Department for Levelling Up, Housing & Communities
New standards for rented homes under consideration
A consultation has been launched on introducing a new Decent Homes Standard to the private rented sector for the first time.
- A new Decent Homes Standard proposed for the private rented sector for the first time
- Consultation launched recently to hear views from renters, landlords, councils and housing groups
- Part of government’s new deal for renters to make sure homes are safe and secure
Millions of renters could benefit from a set of improved standards for rented homes, in the next step of the government’s biggest shake up of the private rented sector in 30 years.
The Department for Levelling Up Housing and Communities recently (02 September 2022) launched a consultation on introducing a Decent Homes Standard to the rented sector, which would mean landlords are legally bound to make sure their property meets a reasonable standard.
The majority of landlords in the private rented sector already meet high standards but a minority are failing to meet these.
The consultation asks whether privately rented homes should be required to be kept in a good state of repair with efficient heating, suitable facilities, and free from serious hazards like major damp or fire risks. The consultation seeks views on whether such new standards should be introduced and on how they should be enforced.

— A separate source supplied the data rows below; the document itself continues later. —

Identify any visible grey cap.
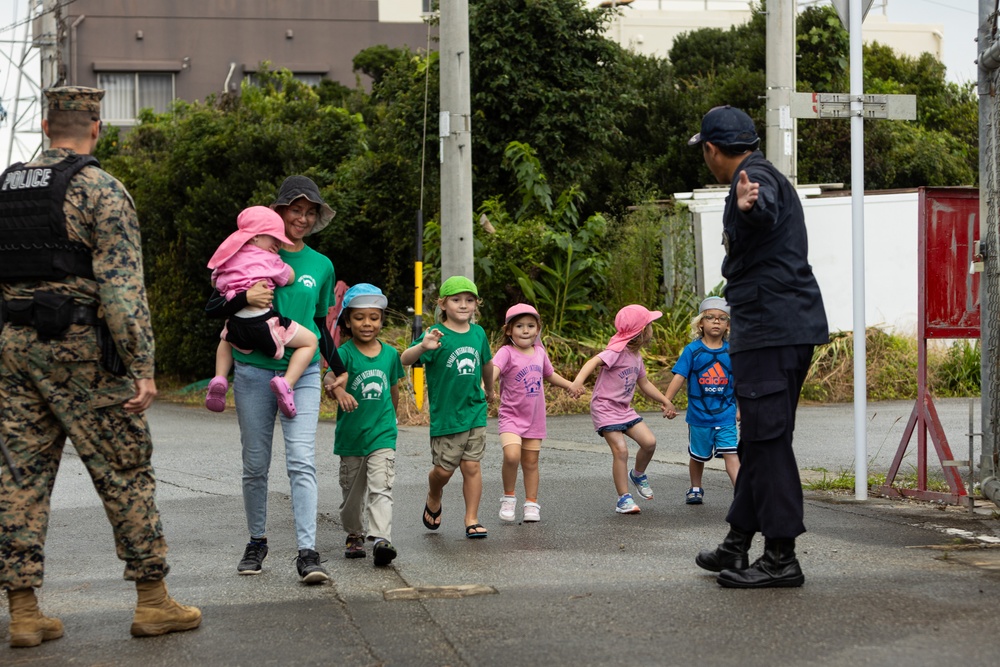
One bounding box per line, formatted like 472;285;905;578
698;296;729;315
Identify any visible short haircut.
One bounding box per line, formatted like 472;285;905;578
47;109;100;139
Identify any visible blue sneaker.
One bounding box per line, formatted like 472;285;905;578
628;469;653;500
615;493;640;514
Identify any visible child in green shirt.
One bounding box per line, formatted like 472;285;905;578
333;283;404;566
401;276;493;538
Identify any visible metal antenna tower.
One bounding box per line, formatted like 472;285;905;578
0;0;47;165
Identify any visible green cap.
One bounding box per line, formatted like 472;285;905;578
45;86;104;114
438;276;479;299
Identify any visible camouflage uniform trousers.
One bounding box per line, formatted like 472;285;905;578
0;325;169;589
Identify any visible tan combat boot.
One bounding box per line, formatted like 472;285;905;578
7;588;62;648
132;579;201;637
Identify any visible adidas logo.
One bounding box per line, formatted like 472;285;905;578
698;361;729;386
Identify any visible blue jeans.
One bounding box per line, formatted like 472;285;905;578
233;361;320;549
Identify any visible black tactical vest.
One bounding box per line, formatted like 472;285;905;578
0;155;100;283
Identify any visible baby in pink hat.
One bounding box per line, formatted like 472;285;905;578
205;206;319;417
570;305;670;514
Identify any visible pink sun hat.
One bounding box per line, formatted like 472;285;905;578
607;304;663;352
208;206;292;269
503;303;542;324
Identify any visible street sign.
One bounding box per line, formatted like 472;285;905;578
791;93;917;120
833;0;872;32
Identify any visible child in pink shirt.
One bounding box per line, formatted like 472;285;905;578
570;305;670;514
493;303;579;523
205;206;319;417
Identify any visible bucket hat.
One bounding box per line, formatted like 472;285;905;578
608;304;663;352
438;276;479;299
208;206;292;269
698;296;729;315
271;176;337;235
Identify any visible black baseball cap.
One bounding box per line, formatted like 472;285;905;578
688;104;760;149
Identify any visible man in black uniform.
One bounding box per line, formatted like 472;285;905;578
688;106;829;588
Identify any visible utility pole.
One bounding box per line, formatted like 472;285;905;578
438;0;473;279
764;0;798;185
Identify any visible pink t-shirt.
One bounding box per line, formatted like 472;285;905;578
590;348;646;430
212;243;292;301
493;345;553;440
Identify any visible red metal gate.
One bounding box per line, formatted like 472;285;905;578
872;188;980;504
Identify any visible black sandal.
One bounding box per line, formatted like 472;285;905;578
465;523;488;540
420;503;442;530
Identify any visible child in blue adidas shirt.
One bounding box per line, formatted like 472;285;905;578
664;296;740;505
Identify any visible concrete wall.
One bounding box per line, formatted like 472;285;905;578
60;0;427;117
675;186;918;335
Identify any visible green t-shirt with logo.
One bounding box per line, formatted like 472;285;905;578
413;324;493;437
333;340;404;456
233;246;337;371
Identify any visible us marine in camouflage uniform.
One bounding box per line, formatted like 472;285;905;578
0;87;201;647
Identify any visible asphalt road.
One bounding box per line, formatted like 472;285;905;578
0;401;1000;667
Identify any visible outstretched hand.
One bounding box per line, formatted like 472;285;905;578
122;378;156;414
736;171;760;212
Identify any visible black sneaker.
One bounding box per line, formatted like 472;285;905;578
372;540;396;567
295;549;330;584
236;538;267;574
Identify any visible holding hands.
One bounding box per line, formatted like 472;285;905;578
323;373;358;412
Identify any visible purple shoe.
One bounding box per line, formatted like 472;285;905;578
271;375;298;419
205;375;229;412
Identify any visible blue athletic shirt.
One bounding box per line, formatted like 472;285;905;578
672;339;736;426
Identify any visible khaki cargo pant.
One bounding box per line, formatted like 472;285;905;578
340;449;396;542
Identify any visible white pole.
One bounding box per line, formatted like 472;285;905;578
849;0;868;500
764;0;798;185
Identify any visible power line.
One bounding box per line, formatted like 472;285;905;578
0;0;76;34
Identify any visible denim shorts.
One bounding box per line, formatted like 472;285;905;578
688;424;740;463
597;417;642;435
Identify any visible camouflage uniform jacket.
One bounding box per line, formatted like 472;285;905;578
0;148;155;379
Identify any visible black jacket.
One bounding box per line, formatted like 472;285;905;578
722;151;830;353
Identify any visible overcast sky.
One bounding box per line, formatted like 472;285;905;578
0;0;979;164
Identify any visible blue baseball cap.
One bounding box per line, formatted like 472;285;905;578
688;104;760;148
337;283;389;323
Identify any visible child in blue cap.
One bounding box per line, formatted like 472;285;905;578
665;296;740;505
333;283;404;567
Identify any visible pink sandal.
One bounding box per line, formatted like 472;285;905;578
205;375;229;412
271;375;298;419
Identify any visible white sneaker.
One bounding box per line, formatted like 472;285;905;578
500;496;517;521
615;493;639;514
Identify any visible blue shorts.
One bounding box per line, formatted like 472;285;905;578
688;424;739;463
597;417;642;435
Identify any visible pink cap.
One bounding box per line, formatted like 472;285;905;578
208;206;292;269
503;303;542;324
607;304;663;352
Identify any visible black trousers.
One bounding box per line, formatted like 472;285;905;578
726;345;813;539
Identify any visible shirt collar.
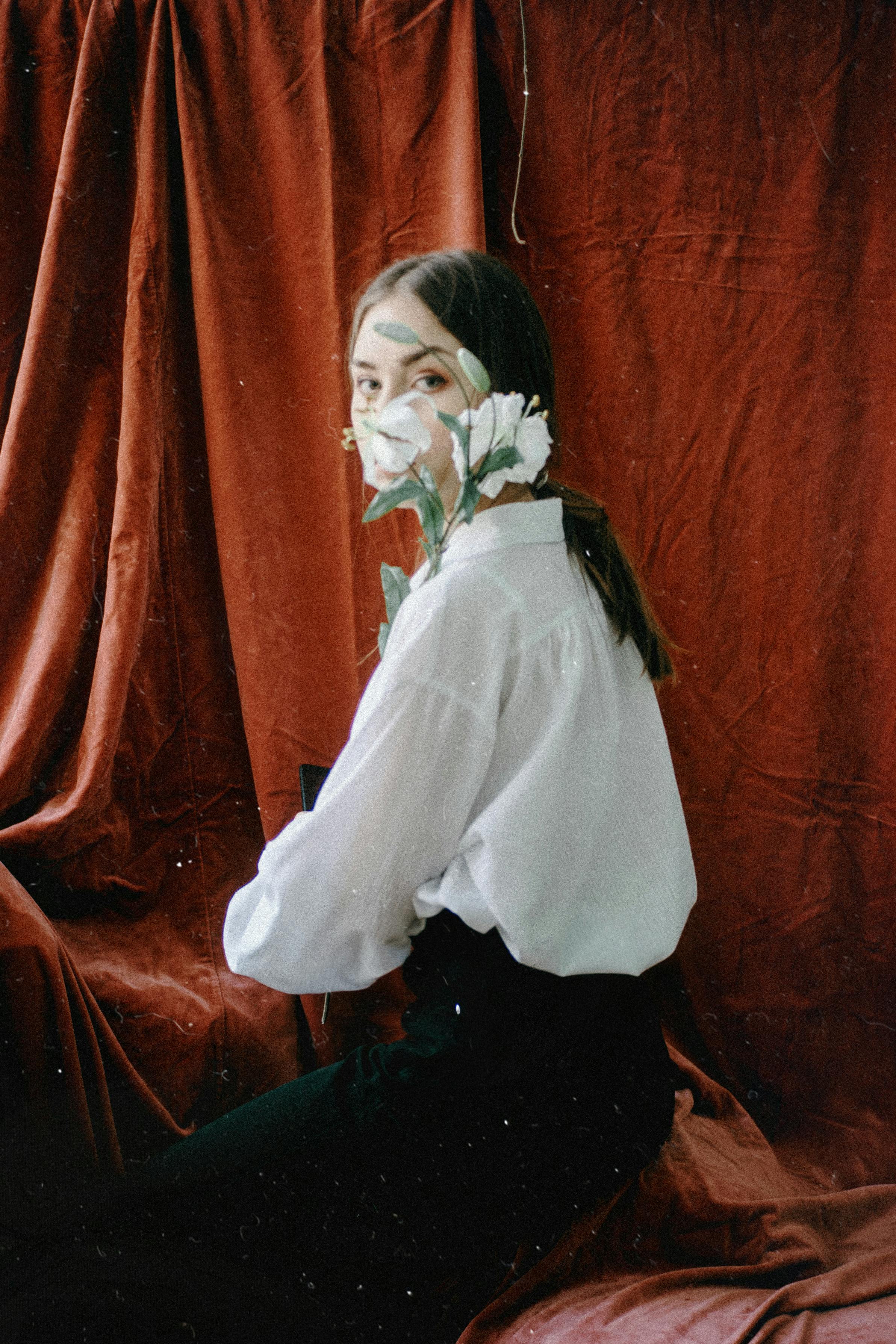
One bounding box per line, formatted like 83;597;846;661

Over a fifth of the 4.4 million privately rented homes in England are in poor condition. The recent move shows the government is getting on with delivering its levelling up mission, to halve the number of poor-quality rented homes by 2030.
Housing Secretary Greg Clark recently said:
I want to see a thriving private rented sector, but that does not mean that tenants should have to suffer homes that are not of decent standard.
This consultation asks what the minimum standard for privately rented homes should be.
Alicia Kennedy, Director of Generation Rent recently said:
We welcome these plans to extend the Decent Homes Standard to private rented homes.
As the private rented sector has grown to overtake the social sector in size, not enough action has been taken on the poorer conditions private tenants must put up with. Private rented homes are more costly to heat and at a higher risk of disrepair and damp problems. There is no reason why private tenants should expect a worse service than social tenants.
This crucial measure will help tenants get value for money, whoever they rent from, and stop landlords from profiting by cutting corners.
Gavin Smart, Chief Executive at Chartered Institute of Housing recently said:
All renters should be able to live in decent, well maintained homes. We welcome the commitment to introduce a new Decent Homes Standard to the private rented sector as part of the government’s new deal for renters.
We look forward to seeing the details set out in the consultation and discussing the proposals with our members.
The social housing sector has been subject to a decent homes standard since 2001. Over the last decade poor quality social housing has reduced by over a third.
The introduction of a Decent Homes Standard in the private rented sector was outlined in the government’s landmark Fairer private rented sector white paper.
The consultation will run for 6 weeks and seeks views from tenants, landlords, and others in the sector.
Statistics taken from the English Housing Survey 2020 to 2021: housing quality and condition.